2. Decide that rather than hunting for a place in town to rent post-wedding, you will look into home buying options. Stop buying everything unrelated to food, bills, or wedding needs, even if your only work shoes have holes in them. Don’t worry, no one will notice. (Everyone noticed.) Take one last lingering look at your savings account, suck it up, and go get married.

3. Come off your honeymoon with energy and time to spare, feeling like a superhero. Call your realtor and start taking the first steps at house hunting. Promptly feel like the phone call was not productive enough and decide to take on more projects, such as making four costumes for an upcoming convention and designing new flyers, buttons, and stickers for your writing group. Become convinced you have plenty of time to do everything, as none of the deadlines are strict, unlike that wedding you just pulled off. Like a pro, because you’re awesome, if I might add.

4. Meet your realtor! Spend three hours in a conference room with him looking at hundreds of home listings. Let your partner talk you off the cliff when you become overwhelmed and think about backing out. Spend a full day, sans eating, driving around looking at houses. Put an offer on your favorite the next morning because the foreclosure market is quick and it makes you nervous. Don’t get your hopes up.

5. Receive a best offer, agree to it, and sign on in less than seventy-two hours. Realize this means you will close on and move into a house in less than a month, right before that big convention. Don’t panic.

6. Okay, panic.
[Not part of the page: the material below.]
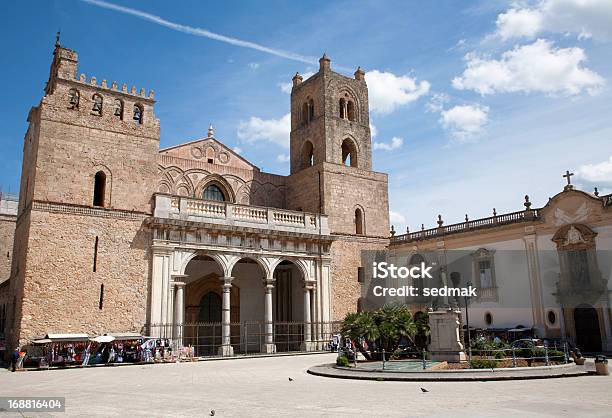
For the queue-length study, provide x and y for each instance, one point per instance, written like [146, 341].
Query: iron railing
[205, 339]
Just a little. Then get your paperwork in order, get approved for your loan, and don’t cry in front of the home inspector when all seems lost, hopeless, and irreparably broken. (It’s not.)

7. Try not to become visibly irritable that all parties involved in home buying automatically look to your husband for direction. Try not to smile smugly when he points them back toward you. Actually, fuck it. Be as smug as you want.

8. Get lost on the way to closing and show up late. Close on your house anyway, grab those keys, and go get drunk for the first time as a homeowner. (This is a very important step.)

9. Move all your crap, set down the boxes, and then spend approximately 80% of the first week in your new home at a giant convention a few miles away. Lock your partner out of the house without a key more than once. (Sorry!) Find out that the hot water works…everywhere except the shower.

10a. Fall in love with your new home, despite its many quirks: the mysterious outlets that seem to rotate their working schedules based on when you need them most, the furnace that won’t heat the house if it gets below freezing outside, and the lovely oak trees out front that will never, ever finish dropping leaves. Like, ever. Let your friends laugh at all the very adult homeowner projects you talk (complain) about doing, like tilling the yard and cleaning gutters. Wait for it.

10b. Laugh at all your friends when their leases end and they have to find new places to live. Then help them pack and move their stuff, because you’re a good person.

*Okay, so the steps aren’t actually easy.

**Alternatively, don’t follow any of this. It’s probably better for your health. Success in home ownership not guaranteed. Professional on a closed course. Eat your vegetables.